- 1 Tablespoon peanut oil
- 1 Tablespoon sesame oil
- 1 medium onion, peeled and diced
- 1 medium carrot, peeled and diced
- 1 medium celery stalk, peeled and diced
- Kosher salt and freshly ground black pepper
- 1 garlic clove, peeled and minced
- 3 Ounces mixed mushrooms; cleaned, trimmed and diced
- 1/2 cup California golden raisins
- 1/3 cup California natural raisins
- 1/2 Tablespoon fresh thyme leaves
- 1 small tomato, seeded and diced
- 2 Ounces sun-dried tomatoes
- 1/2 Tablespoon smoked paprika
- 3/4 Cup chicken broth
- 18 large sea scallops
- Salt and fresh ground white pepper
- Oil; for frying
- 1 Cup (3 ounces) micro greens or herb salad greens; for garnish
For Goulash, heat oils in large skillet over medium heat. Add onion, carrot, celery, salt and pepper. Cook, stirring occasionally, until vegetables begin to soften, about 5 minutes. Stir in garlic and cook for 1 minute more. Then, add mushrooms, raisins and thyme. Cook, stirring frequently, until mushrooms are almost tender, about 3 minutes. Add tomatoes and paprika; cook 2 minutes more. Stir in broth a little at a time bringing to simmer before each addition. Continue to simmer until thick but not dry, about 20 minutes. Set aside to cool.

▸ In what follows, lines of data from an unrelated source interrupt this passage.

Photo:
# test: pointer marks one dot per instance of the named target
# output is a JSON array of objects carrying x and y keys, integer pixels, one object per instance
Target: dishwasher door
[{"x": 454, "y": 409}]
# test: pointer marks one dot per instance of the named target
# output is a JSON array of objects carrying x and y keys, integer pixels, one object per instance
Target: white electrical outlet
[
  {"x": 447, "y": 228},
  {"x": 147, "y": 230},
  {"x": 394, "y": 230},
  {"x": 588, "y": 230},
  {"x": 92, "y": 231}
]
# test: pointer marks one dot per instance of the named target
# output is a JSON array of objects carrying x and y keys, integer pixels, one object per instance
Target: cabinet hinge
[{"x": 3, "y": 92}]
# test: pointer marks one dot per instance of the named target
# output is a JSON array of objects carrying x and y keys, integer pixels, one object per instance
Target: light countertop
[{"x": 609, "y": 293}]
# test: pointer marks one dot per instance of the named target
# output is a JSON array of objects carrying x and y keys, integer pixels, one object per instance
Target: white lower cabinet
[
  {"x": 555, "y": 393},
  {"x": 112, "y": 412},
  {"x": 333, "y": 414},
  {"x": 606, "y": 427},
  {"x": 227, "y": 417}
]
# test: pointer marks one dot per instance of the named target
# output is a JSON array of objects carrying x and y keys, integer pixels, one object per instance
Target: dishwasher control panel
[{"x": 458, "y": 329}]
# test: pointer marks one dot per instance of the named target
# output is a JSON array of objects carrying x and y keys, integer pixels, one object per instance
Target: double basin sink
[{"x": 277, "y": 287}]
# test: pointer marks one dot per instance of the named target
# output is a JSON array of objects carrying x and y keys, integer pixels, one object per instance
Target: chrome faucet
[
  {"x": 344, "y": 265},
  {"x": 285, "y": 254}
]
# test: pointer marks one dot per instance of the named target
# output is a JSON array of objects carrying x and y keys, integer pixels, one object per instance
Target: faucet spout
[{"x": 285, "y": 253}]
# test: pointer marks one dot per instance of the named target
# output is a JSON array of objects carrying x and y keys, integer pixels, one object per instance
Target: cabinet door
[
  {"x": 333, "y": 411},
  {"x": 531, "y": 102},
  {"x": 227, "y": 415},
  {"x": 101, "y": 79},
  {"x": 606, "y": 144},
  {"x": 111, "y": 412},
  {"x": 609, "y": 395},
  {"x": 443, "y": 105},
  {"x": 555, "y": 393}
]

Dry scallops thoroughly with paper towels; season both sides with salt and white pepper. Heat a small amount of oil in a large well-seasoned skillet over medium-high heat. Add scallops and adjust heat so oil sizzles but does not smoke. Cook scallops until brown, about 2 minutes; turn and cook, basting with oil, until opaque and beginning to firm, about 1 minute more. Divide and arrange on 6 warm serving plates.
Reheat goulash over medium heat, stirring gently, just until heated through. Divide and spoon over scallops; garnish with greens and serve immediately.